Letta, who presented his much-anticipated report on the single market to EU leaders last week, admitted that the construction of a transatlantic market is not currently politically feasible but hoped this would change after the European and US elections later this year.
“What is happening today, with Russia, with China, with the BRICS, and the aggressive attitude towards the common US, EU vision of the world, I think we have to start thinking that it is necessary to open this dossier.”
“I hope the political environment… after the European elections and the US elections allows opening the discussion because, I repeat, the rationale brings [us] there,” he said.
‘We are in a completely different world’
Letta elaborated on his remarks at another event on Tuesday afternoon, organised by the US Chamber of Commerce and lobbying umbrella association BusinessEurope, where he stressed that “everything has changed” geopolitically over the last four years, especially with the rise of China and Russia and “economic threats”.
“The discussion about the role of the BRICs, the multilateral world, was completely different from today,” he said.
“Today we are in a completely different world… The world around us is working with a different approach to rule of law, challenging our democracies, challenging our idea of rule of law, saying that in autocracy we run better than in democracy.”
“This is the main challenge we are having, and we have to react together [to] these challenges because we believe we can be more competitive in democracy rather than in autocracy.”
Von der Leyen’s signals G7 thrust on trade
On Tuesday, European Commission President Ursula von der Leyen said Europe and its partners should take additional measures to address the “overcapacity produced outside the European Union” — a code for China’s state-subsidised production of solar panels, electric vehicles, and other high-tech goods.
Von der Leyen told a plenary session of the European Parliament in Strasbourg that the G7 group of countries — set to meet in Italy in June — is starting work to guarantee that its “producers are not at risk of being forced out of the market” by such “structural overproduction”.
“Let us never forget that Europe is a trading continent, and we derive a significant share of our prosperity from trade,” von der Leyen said.
“If it is true that in the next decade, 90% of the most significant growth is happening in regions outside Europe, we should tap into it,” she said, adding: “But trade needs to be fair. We need a global level playing field. And we need to address the risks that come with our openness.”

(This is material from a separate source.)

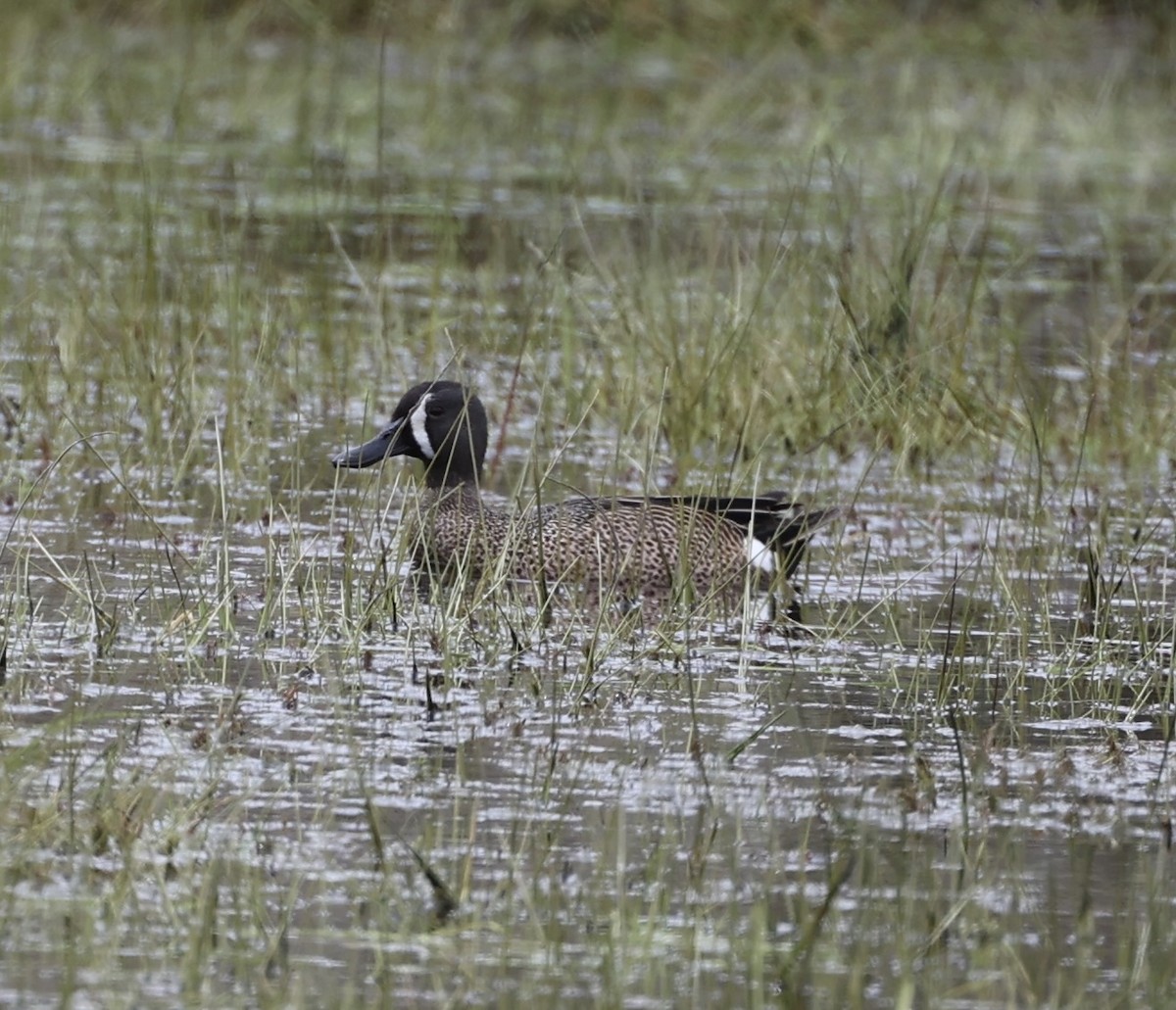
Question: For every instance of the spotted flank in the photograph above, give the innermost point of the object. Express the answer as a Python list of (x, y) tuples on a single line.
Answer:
[(633, 547)]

Her remarks echoed a speech delivered in Princeton earlier this month by Margrethe Vestager, the EU’s competition chief, who urged “like-minded partners, starting with the G7 countries” to develop “trustworthiness criteria” to determine when to exclude nations from benefiting from state subsidies.
Vestager also criticised the US Inflation Reduction Act, which offers more than a trillion dollars in green subsidies and tax credits to encourage green investments in North America, for “tying the criteria to local production, instead of trustworthiness”.